Since there is no other publication by this name, one can only assume to document to be referring to Wine Spectator, the magazine founded in 1976, and which is now published by Marvin R. Shanken – the founder of M. Shanken Communications.
However more curious is why a magazine detailing the intricacies of the world of wine should be banned from any criminal justice system in the first place. After all, why should any wine-loving criminal be kept from enjoying their monthly dose of wine-related news, tastings and opinion?

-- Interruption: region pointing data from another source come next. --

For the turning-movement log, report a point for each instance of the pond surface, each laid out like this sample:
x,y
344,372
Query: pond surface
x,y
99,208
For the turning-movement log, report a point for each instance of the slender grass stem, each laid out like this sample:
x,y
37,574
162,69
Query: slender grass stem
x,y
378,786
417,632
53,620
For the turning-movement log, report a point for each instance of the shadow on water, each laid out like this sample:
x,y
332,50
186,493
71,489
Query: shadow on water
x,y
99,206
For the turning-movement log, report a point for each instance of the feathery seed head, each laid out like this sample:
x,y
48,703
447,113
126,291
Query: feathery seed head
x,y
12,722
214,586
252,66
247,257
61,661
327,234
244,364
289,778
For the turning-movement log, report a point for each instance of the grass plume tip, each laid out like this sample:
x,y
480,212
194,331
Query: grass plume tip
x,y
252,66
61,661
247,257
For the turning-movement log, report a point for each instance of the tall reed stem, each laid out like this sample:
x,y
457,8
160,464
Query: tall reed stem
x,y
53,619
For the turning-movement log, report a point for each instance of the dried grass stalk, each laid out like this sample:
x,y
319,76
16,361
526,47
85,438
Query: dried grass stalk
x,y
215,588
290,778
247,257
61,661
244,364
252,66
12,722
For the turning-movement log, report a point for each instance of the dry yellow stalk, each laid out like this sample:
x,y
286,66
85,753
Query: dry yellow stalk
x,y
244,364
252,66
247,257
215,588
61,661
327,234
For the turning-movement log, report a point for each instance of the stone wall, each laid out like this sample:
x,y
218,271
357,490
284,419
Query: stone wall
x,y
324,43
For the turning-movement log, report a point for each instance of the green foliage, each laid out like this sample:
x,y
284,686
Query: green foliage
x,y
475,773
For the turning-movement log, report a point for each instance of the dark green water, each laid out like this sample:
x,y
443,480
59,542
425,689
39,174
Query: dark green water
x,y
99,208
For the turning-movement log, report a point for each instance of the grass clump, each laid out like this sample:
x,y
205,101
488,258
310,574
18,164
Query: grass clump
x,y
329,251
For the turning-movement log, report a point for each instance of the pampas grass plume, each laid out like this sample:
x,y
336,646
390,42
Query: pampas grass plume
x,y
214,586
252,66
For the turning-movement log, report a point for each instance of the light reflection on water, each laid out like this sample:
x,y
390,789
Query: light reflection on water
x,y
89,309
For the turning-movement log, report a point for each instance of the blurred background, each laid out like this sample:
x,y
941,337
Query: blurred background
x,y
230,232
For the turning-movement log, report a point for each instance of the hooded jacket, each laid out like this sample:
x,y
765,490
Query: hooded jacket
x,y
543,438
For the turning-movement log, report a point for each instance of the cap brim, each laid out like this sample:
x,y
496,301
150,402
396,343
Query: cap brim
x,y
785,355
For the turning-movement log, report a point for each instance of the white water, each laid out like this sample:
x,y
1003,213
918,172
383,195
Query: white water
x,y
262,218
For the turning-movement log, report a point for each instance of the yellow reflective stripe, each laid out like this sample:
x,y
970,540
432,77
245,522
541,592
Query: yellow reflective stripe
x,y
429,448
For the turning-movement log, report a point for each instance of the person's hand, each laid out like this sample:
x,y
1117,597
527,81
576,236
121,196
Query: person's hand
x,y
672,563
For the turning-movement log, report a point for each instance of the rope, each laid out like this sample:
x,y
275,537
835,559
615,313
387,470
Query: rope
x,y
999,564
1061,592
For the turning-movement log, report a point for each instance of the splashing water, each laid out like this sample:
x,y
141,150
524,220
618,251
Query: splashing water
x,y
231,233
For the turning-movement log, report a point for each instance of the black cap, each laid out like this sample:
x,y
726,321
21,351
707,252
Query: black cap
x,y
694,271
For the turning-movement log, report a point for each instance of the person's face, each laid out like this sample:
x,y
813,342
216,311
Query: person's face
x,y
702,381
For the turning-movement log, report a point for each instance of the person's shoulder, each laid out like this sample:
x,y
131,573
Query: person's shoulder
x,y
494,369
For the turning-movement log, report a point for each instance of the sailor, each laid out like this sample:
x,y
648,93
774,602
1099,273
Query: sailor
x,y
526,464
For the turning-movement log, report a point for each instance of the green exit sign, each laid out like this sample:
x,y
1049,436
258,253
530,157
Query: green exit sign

According to Wine Spectator, which reported on the discovery in its Unfiltered column, the New Jersey DOC couldn’t say why its publication was on the list of banned magazines. However it did say that the list of contraband was “under review” as a result of lobbying by the ACLU, which argues banning books and other materials is against inmates’ First Amendment Rights.
“Although the NJDOC’s policy regarding the availability of written materials to the inmate population is in accordance with the New Jersey Administrative Code 10A, please note that the department’s policy, as well as all current lists of banned written materials, is under review for appropriate revisions,” it said in a statement, published by Wine Spectator. “This process will include … examining our current lists to determine the reasons why particular publications were banned.”
No word yet on if The Drinks Business would get past security.